There are two things wrong with their thinking.
One is that we are becoming sick and tired of these overused words. What words? Here are a few:
- Bomb / bombshell
- Riveting
- Shock /shocked
- Stuns / stunned
- POW
- Panic
- Fatal mistake
Do you bother to open links with those words in the headline/teaser?
I quit opening most of them months ago, and for two very good reasons.
Usually they are either “old news” or there’s nothing shocking, riveting, stunning, etc. in the article.
The second thing wrong with their thinking, and the second reason why I seldom click is that these headline writers make a habit of breaking one of the basic rules of copywriting.
Very often, the headline has nothing at all to do with the article that follows.
I’ve read a few that made absolutely no mention of anything referenced in the headline. If you do that a time or two - or perhaps even one time – you’ll throw your credibility out the window.
People don't like to be fooled, so don't try.
As for avoiding the misleading words...
There aren’t a whole lot of reasons why these words should creep into your writing, but there are a few.
- You might be describing how quickly you can sell a listing. (You’ll be shocked at…)
- You might be describing a view. (You’ll be stunned by the riveting view!)
- You might be urging buyers to act quickly (hesitation is a fatal mistake?)

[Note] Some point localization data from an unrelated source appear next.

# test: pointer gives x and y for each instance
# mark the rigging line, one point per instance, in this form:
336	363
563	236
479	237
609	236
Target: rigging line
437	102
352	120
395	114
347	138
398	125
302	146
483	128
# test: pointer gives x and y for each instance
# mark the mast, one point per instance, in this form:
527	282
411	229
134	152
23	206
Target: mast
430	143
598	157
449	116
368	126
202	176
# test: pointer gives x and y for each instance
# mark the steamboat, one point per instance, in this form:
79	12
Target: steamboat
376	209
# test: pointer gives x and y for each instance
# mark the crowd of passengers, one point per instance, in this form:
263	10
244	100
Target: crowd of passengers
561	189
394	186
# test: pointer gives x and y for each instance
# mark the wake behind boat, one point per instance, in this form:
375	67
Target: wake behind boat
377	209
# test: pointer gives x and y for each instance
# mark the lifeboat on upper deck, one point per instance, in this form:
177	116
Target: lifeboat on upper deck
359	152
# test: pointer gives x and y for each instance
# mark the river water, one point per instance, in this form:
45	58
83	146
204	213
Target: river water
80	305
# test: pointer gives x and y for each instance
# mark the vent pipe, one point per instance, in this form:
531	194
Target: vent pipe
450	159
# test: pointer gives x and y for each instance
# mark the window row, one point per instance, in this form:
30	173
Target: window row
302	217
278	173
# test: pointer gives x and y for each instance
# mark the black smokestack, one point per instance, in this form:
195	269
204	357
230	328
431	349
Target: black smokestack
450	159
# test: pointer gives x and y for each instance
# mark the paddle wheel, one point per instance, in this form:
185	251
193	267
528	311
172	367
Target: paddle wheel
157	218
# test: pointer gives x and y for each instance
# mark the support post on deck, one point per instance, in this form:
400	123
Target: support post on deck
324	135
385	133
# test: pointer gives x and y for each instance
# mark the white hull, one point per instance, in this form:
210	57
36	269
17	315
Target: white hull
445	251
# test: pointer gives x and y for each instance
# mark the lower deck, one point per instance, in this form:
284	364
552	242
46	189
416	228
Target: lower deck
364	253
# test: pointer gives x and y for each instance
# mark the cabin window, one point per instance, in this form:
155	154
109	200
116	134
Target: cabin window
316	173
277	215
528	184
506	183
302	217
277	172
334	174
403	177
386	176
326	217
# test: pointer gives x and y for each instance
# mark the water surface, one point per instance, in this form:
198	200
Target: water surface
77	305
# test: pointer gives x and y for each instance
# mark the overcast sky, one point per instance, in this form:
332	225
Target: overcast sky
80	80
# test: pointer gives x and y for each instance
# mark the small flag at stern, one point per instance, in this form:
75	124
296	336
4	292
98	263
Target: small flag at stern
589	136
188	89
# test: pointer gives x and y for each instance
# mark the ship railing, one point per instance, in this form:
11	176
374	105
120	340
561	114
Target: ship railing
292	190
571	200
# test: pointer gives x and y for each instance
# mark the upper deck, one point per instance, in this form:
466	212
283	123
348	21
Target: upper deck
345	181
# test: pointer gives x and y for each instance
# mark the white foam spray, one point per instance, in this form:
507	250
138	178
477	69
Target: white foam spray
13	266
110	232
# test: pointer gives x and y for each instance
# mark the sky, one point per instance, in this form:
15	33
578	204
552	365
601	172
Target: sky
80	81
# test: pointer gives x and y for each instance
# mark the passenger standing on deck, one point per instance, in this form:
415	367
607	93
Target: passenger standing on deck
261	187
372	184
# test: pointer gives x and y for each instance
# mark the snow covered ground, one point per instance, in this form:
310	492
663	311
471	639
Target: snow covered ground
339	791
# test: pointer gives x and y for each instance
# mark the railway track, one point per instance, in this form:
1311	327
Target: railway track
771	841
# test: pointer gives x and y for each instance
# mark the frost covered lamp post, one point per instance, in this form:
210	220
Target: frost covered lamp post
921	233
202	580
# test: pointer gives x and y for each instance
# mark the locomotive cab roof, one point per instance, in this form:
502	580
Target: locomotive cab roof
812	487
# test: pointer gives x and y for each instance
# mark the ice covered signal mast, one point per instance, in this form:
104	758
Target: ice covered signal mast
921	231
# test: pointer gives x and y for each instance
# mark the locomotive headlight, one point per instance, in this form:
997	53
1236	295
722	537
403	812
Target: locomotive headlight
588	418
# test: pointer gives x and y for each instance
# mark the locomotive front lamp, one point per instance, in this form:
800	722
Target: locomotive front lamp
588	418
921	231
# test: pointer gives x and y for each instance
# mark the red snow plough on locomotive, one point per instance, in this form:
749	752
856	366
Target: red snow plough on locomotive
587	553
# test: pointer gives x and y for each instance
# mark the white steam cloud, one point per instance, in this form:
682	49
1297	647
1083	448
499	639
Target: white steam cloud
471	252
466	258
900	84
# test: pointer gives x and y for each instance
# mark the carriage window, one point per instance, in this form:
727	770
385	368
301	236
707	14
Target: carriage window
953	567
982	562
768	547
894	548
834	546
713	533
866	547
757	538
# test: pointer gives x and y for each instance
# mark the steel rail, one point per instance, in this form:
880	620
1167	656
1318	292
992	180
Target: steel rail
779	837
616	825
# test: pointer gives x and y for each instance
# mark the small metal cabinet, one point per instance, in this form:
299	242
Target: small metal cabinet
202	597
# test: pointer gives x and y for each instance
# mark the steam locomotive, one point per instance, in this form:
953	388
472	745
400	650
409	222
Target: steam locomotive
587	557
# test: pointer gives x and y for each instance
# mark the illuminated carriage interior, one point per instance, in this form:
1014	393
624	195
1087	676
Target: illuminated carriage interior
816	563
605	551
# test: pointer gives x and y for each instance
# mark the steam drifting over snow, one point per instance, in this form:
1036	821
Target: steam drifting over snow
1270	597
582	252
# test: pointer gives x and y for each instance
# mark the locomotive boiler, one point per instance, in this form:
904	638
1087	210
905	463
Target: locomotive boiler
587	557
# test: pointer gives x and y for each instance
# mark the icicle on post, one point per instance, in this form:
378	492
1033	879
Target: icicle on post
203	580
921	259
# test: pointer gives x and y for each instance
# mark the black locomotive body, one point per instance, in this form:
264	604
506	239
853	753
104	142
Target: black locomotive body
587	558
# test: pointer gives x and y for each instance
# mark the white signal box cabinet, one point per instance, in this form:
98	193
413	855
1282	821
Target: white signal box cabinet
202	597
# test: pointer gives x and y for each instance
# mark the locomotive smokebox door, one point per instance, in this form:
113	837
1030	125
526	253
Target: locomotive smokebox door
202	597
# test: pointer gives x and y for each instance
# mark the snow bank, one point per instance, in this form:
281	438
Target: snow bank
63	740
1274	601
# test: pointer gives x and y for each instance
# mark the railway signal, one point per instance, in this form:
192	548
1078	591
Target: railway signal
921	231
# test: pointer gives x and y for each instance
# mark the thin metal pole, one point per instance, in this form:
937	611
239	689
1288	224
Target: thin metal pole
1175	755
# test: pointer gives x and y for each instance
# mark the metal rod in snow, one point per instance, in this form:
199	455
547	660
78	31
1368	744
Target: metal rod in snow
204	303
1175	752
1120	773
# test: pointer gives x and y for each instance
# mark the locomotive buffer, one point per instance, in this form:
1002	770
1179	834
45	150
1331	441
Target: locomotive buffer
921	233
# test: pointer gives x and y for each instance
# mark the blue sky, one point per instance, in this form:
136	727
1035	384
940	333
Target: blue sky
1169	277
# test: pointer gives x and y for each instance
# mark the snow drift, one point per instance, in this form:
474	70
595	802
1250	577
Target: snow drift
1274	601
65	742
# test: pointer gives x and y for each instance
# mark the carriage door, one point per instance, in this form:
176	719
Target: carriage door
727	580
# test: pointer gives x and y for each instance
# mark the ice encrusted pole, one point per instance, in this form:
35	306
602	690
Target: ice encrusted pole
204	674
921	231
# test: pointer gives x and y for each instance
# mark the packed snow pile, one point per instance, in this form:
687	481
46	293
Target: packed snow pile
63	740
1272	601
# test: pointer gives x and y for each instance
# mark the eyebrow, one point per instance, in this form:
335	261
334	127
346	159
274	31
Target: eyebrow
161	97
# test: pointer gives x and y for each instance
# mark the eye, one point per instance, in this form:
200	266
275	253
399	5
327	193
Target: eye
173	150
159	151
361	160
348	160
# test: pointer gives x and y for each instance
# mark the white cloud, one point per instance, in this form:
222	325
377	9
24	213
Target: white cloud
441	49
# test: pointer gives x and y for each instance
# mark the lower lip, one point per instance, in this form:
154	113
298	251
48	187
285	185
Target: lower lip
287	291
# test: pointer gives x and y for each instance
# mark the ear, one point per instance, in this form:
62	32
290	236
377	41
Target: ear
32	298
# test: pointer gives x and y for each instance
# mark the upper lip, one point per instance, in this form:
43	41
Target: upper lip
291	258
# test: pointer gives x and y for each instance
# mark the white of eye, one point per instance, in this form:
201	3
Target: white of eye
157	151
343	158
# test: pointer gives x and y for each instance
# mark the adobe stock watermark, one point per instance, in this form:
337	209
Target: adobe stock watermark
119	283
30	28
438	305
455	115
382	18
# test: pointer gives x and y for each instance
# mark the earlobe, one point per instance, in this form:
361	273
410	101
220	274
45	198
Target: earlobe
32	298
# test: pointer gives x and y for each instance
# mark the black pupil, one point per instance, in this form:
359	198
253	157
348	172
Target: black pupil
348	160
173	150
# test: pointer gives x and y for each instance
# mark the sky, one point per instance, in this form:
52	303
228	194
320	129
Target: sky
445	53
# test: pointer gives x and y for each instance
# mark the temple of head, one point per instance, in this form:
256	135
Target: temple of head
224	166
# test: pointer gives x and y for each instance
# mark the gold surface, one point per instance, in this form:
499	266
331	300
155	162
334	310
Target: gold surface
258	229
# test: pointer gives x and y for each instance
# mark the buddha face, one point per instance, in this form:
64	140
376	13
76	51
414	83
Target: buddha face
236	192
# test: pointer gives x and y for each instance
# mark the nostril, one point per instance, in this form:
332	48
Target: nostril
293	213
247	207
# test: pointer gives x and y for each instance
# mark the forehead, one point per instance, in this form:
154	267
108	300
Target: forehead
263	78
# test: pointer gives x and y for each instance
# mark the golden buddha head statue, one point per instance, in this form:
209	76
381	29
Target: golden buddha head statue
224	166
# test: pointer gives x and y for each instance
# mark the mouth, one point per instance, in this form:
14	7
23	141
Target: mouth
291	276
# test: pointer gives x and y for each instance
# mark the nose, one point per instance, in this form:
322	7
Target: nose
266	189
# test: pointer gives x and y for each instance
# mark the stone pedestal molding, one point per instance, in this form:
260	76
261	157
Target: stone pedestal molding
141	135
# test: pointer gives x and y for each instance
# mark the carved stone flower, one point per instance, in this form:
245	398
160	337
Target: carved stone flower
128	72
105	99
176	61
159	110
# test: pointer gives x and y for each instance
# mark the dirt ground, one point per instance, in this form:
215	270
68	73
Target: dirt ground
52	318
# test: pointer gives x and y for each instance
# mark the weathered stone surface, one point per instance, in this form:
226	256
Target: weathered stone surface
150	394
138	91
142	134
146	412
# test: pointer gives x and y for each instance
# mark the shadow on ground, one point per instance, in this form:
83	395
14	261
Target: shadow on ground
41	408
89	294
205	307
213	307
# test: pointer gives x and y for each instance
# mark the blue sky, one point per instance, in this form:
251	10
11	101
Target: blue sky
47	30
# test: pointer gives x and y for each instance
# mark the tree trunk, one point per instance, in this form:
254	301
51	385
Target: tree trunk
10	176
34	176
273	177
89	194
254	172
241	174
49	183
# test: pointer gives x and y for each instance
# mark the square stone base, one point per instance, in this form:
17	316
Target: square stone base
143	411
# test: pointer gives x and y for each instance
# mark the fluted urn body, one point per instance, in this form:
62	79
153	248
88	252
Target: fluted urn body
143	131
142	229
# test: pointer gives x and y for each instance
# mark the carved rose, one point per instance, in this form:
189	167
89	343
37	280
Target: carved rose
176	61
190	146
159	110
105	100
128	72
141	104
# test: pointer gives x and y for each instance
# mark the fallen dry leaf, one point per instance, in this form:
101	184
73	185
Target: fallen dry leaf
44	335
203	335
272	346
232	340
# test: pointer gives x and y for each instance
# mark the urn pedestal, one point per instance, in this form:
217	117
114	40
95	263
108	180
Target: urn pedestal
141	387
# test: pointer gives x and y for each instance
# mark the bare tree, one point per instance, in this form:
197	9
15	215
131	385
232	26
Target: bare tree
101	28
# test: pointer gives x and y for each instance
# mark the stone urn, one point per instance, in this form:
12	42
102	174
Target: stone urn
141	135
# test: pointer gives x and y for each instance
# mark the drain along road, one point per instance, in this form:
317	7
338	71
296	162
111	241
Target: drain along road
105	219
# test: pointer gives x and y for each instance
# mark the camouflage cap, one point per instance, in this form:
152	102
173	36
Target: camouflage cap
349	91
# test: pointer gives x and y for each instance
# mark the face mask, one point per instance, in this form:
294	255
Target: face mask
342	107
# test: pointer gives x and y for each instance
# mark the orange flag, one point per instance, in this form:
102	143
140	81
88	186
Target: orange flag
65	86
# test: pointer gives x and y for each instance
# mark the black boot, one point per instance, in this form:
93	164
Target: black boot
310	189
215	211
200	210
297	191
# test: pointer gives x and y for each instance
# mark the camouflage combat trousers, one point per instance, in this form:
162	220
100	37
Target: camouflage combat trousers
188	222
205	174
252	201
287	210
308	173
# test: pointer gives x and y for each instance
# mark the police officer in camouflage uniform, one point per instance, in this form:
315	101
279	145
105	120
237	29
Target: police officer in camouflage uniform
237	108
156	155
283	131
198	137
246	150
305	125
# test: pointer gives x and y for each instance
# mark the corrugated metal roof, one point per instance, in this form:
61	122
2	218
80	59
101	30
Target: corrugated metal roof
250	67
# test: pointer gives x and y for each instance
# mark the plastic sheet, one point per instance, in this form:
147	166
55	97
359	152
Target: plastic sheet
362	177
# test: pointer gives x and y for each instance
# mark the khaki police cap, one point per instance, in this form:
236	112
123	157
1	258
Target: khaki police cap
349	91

In this year of exaggeration, you might want to avoid all "puffing" in your property descriptions.
After all, what you think is "beautiful" or "large" might mean something entirely different to your reader.
I think of a time years ago when one of my co-workers was speaking with a buyer in the office. He told her that a property had beautiful trees. She replied that the only beautiful tree was a dead one, cut up for firewood.
And "large?" I've seen quarter-acre parcels described as large. My thought: No, that would be "tiny."